Jaa


More help needed from community: Do you rely on string truncation?

Previously the X++ language allowed the LEFT and RIGHT keywords on definitions of string variables. That is no longer valid X++. However, we still allow specifying an explicit string length. The X++ language runtime implicitly does string truncation on assignment, both directly and when passing parameters. Consider the following example:

{
    str 5 s;
    s = ‘124567890";
}

The resulting string will only contain the first 5 characters, i.e. ‘12345'. Normally the user would not explicitly provide the length of the string in this way, but the behavior is exactly the same when using an extended type that has a particular length. One example is the SysGroup type, that is defined as having length 10 in the properties for the extended data type. If you run

{
    SysGroup g = ‘1234567890ABCDEFGHIJ";
    print g;
}

You will only get the first 10 characters printed. The remaining ones are lost to truncation.

The compiler is currently very weak in its support for these extended datatypes (EDTs). There is no validation that you are not assigning apples to oranges (so to speak). It would be natural for the compiler to respect the hierarchy that is expressed in the extended data types as is the case for class hierarchies, but that semantic check is not currently done: The compiler will base its checking on the base types of the EDTs. Introducing extra checks for the EDT hierarchies would be pleasing from a correctness perspective, but it would be an unreasonably daunting task for the eco-system to clean up the errors that would be the result of adding this check. On the other hand, using the EDTs does allow for a degree of documentation and customization.

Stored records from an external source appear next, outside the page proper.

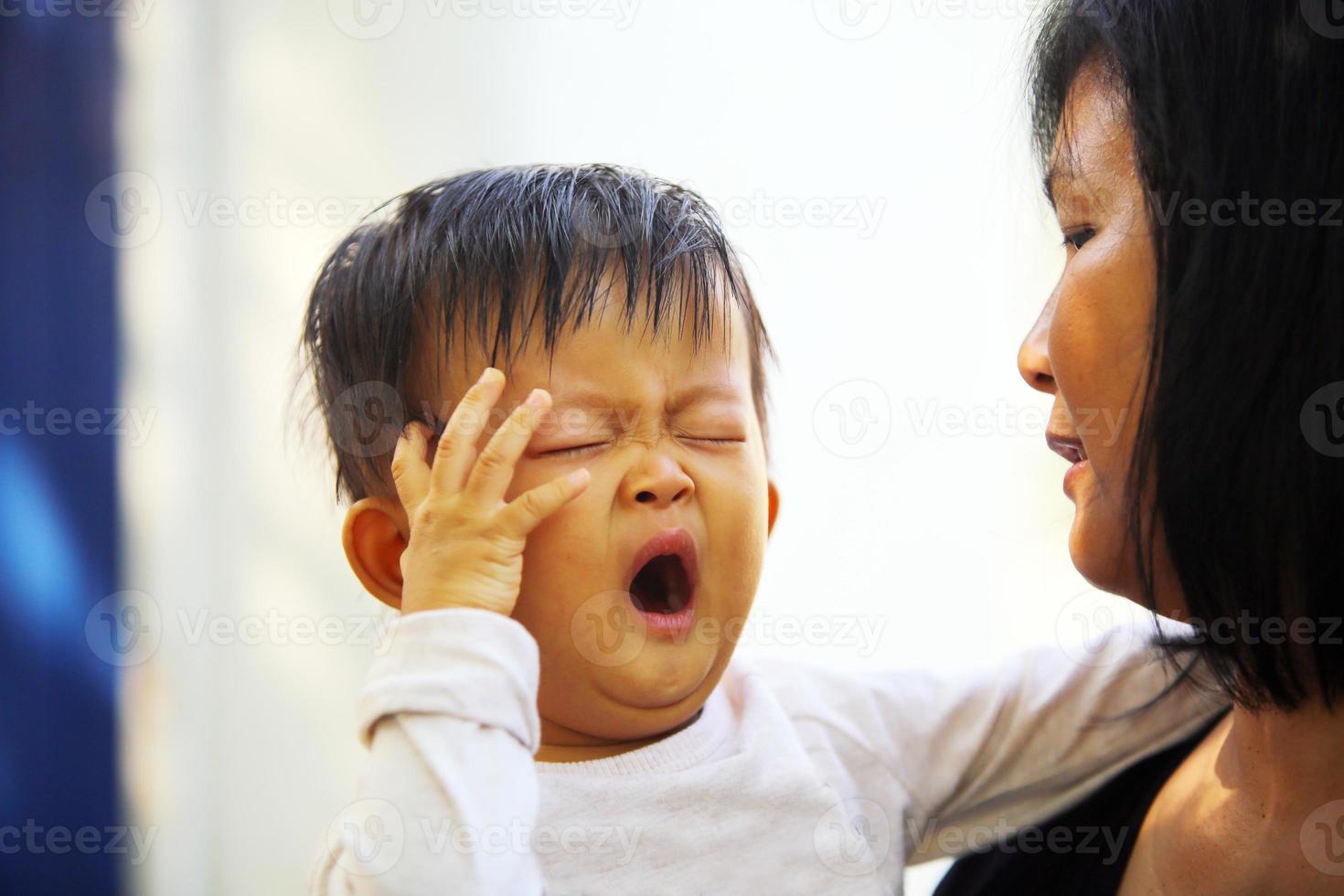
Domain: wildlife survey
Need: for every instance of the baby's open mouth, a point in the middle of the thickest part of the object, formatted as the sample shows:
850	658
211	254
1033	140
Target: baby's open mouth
661	586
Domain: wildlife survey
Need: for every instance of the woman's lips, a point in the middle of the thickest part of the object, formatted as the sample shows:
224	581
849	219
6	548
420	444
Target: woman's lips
1072	475
1072	449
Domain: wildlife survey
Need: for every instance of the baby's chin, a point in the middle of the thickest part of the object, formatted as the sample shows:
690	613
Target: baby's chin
654	693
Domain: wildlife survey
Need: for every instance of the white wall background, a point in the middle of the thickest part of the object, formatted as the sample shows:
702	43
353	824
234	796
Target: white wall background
871	160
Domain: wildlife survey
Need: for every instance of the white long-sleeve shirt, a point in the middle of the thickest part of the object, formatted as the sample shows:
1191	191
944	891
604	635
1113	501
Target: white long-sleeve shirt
794	778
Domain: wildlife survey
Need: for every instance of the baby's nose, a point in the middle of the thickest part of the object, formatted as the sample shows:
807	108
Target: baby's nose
659	481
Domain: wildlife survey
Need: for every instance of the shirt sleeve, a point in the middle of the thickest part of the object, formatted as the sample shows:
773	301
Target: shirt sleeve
957	761
448	792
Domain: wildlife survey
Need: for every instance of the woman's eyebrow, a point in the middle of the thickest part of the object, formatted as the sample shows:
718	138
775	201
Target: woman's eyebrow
1060	175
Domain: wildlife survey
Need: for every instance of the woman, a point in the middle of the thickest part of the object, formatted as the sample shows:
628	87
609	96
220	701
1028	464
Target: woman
1195	160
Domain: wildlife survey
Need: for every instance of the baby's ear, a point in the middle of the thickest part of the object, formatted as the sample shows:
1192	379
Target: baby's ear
774	506
374	538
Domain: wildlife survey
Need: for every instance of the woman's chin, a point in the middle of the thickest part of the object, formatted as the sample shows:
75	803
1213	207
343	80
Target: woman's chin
1098	554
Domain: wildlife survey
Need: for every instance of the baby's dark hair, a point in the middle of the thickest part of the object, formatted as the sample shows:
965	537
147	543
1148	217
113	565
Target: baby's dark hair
497	255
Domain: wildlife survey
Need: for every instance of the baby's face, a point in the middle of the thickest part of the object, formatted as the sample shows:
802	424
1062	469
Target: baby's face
671	437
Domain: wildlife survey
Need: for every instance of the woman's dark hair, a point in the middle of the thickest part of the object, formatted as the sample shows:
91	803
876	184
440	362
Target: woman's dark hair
503	257
1238	448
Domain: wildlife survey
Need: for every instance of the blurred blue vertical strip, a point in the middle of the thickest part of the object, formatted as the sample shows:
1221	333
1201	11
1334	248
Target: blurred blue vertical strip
58	496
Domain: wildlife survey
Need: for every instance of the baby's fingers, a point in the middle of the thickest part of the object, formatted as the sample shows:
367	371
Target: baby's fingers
411	470
525	512
494	468
456	450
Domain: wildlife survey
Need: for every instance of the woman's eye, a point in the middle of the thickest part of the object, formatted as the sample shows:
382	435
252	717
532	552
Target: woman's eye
1078	238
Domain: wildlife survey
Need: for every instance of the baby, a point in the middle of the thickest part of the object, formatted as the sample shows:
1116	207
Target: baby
574	540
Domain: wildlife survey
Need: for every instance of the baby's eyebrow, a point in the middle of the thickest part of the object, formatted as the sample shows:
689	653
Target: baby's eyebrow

It is quite easy for the X++ interpreter to provide these truncation semantics; it is not as easy to do in managed code. If we did, it would both compromise performance, and introduce considerable complexity into both the generation of the IL code and its execution.

Consider the following example, in which the interpreter and IL will provide different results:

{

str 5 s = ‘1234’;        // Interpreter: ‘1234’; IL: ‘1234’
s += ‘ABCDE’;         // Interpreter: ‘1234A’; IL: ‘12345ABCDE’
s = strrem(s, ‘1’);      // Interpreter: ‘234A’; IL: ‘2345ABCDE’

}

No truncation would take place when assignments are made to bound strings, neither for direct assignments or by passing parameters. Only when the string is persisted into the database will the truncation take effect.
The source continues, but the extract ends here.